As it got towards 9:00pm we thought it best that we finished up and let Chris and his team get home for their tea; we had a quick quiz, a last cake and all left with a goodie bag and a sense of achievement from leaning something useful and at last destroy the mystique of car maintenance.
I’m not sure that we were the most attentive of audiences but we certainly enjoyed ourselves – huge thanks to Patrice and Le Bon Vin for keeping us entertained!
Last month, we had my ideal meeting: History. Clothes. Women. REAL historical bags.
I knew it was going to be a fascinating talk from the start. Meridith brimmed with enthusiasm about her subject and her collection of original items was astounding. I love a good talk with real objects to see and touch – it’s what history is about.
At the beginning of the meeting we also had an extra treat. The Sheffield Country Market ladies (including the one and only Nora Tebbutt …. recognise the surname?…) had brought us a range of sweet and savoury treats to try and taste. I particularly enjoyed the breads and pates. However, after having a Street Food Chef quesadilla before the meeting, my stomach didn’t agree…..
|Lovely food from Sheffield Country Market|
The ladies then gave us a talk about how the markets had originally been linked to the WI alongside some information about what they do and why. It was a lovely overview and hopefully got some of our members to either go and buy from them on a Saturday morning or to join in and sell their own wares!

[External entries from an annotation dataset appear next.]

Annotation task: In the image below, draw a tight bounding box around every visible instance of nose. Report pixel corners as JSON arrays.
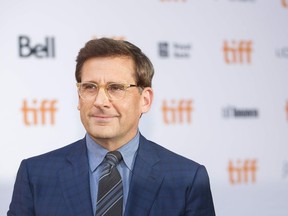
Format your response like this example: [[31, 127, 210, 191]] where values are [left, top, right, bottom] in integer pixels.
[[94, 88, 110, 107]]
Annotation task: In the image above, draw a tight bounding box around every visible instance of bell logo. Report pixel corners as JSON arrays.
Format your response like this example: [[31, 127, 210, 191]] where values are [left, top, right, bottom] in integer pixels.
[[228, 160, 257, 185], [162, 100, 193, 124], [223, 40, 253, 64], [18, 36, 55, 58], [21, 100, 57, 126]]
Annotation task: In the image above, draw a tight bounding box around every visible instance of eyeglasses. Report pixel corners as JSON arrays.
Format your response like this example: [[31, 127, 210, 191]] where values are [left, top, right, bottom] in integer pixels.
[[76, 82, 138, 100]]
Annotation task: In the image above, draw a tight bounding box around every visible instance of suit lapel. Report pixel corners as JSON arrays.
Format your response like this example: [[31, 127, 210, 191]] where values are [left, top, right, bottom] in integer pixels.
[[125, 136, 164, 215], [59, 139, 93, 216]]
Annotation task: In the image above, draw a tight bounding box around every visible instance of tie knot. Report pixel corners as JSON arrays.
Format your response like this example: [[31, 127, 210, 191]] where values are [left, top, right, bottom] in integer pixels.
[[105, 151, 123, 166]]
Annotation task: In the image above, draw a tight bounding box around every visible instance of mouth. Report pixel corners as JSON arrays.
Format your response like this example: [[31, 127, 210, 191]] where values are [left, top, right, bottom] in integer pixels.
[[90, 115, 117, 123]]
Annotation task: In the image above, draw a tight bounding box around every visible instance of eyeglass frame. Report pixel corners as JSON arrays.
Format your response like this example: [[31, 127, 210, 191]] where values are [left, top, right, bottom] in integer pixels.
[[76, 82, 142, 101]]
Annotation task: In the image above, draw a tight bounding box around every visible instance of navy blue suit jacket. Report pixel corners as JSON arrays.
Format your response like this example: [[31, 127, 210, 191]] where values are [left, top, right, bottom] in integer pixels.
[[7, 136, 215, 216]]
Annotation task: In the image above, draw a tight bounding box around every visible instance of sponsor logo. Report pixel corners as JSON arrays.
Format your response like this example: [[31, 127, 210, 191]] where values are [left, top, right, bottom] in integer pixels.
[[282, 161, 288, 179], [159, 0, 188, 3], [223, 40, 253, 64], [276, 47, 288, 59], [229, 0, 256, 3], [21, 99, 58, 126], [222, 106, 259, 118], [162, 99, 193, 124], [92, 35, 126, 40], [18, 35, 55, 58], [158, 42, 192, 59], [285, 101, 288, 121], [228, 159, 258, 185]]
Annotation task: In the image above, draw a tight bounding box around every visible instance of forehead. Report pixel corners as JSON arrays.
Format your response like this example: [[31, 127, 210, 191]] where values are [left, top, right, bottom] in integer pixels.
[[81, 57, 135, 82]]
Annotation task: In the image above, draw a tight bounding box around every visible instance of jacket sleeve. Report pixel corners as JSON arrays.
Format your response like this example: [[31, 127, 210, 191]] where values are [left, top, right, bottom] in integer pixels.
[[7, 160, 35, 216], [185, 165, 215, 216]]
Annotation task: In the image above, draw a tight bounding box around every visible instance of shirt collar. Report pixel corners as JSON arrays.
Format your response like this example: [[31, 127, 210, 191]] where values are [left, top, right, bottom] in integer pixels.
[[85, 131, 140, 172]]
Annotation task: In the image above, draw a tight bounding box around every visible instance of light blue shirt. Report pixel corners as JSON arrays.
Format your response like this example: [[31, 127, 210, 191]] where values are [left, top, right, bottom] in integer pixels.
[[86, 132, 140, 215]]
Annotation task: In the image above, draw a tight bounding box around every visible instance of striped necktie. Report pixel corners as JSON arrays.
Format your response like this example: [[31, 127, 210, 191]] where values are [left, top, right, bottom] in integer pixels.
[[96, 151, 123, 216]]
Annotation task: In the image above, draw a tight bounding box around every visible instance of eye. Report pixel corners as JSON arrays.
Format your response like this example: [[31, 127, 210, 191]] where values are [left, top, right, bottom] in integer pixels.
[[82, 83, 97, 91], [107, 83, 125, 92]]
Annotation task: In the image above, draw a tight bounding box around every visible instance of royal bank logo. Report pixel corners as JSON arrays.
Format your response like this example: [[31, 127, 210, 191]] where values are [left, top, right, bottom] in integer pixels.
[[222, 106, 259, 119], [223, 40, 253, 64], [227, 159, 258, 185], [18, 35, 55, 59], [158, 42, 192, 59], [21, 99, 58, 126], [161, 99, 193, 125], [275, 46, 288, 59]]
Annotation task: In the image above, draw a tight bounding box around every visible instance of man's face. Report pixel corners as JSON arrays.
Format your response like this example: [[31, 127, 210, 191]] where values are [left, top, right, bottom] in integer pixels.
[[78, 57, 153, 150]]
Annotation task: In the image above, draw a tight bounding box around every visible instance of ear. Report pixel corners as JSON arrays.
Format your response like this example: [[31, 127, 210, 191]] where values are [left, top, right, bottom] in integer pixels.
[[77, 95, 80, 110], [141, 87, 154, 113]]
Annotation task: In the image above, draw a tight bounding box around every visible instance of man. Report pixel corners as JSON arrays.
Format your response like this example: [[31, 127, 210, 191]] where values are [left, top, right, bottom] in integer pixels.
[[8, 38, 215, 216]]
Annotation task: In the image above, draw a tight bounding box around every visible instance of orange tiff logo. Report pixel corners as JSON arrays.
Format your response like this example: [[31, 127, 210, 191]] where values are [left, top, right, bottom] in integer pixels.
[[162, 100, 193, 124], [223, 40, 253, 64], [228, 160, 257, 184], [21, 99, 57, 126]]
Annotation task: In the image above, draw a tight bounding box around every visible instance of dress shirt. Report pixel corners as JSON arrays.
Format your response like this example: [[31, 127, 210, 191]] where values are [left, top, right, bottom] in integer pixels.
[[86, 131, 140, 214]]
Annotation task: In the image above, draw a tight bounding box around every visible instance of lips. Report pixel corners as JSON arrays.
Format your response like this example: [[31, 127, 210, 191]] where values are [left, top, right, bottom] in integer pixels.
[[89, 114, 117, 123]]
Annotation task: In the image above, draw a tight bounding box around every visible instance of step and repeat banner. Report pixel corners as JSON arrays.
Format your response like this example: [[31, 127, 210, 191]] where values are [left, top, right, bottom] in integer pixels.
[[0, 0, 288, 216]]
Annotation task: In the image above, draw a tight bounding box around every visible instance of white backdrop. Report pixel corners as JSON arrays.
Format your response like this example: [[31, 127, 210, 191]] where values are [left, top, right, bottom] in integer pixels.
[[0, 0, 288, 216]]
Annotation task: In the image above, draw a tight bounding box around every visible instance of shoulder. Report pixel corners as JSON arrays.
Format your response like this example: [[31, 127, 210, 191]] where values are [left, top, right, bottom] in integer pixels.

Meridith didn’t disappoint. Gliding into the room in her full Edwardian shopping outfit, we all gasped. She introduced us to exactly what Edwardian middle class women would have experienced if they had had the extra cash to roam the new department stores of the day such as Harrods and Selfridges. From gloves to French underwear which you wouldn’t tell your mum about (oo-er!) the story of the Edwardian shopaholic was a fascinating one. As well as being able to look at the original pieces of fashion in Meridith’s collection, we found out some amazing facts about women during the period. The ones that particularly stuck with me included the fact that there had not been women’s toilets in shopping stores previously as women ‘didn’t do that’. Also the dark detail (I like a bit of horrible history!) that a women would buy a shroud to go in her wedding trousseau. Because this was frequently needed due to the high rate of death through childbirth. It was just something that you had to prepare for!
At the end of the evening, ladies were allowed to look at and handle the original objects, connecting them to the women of foregone times.
A truly fascinating and insightful experience from an unusual and enthusiastic speaker.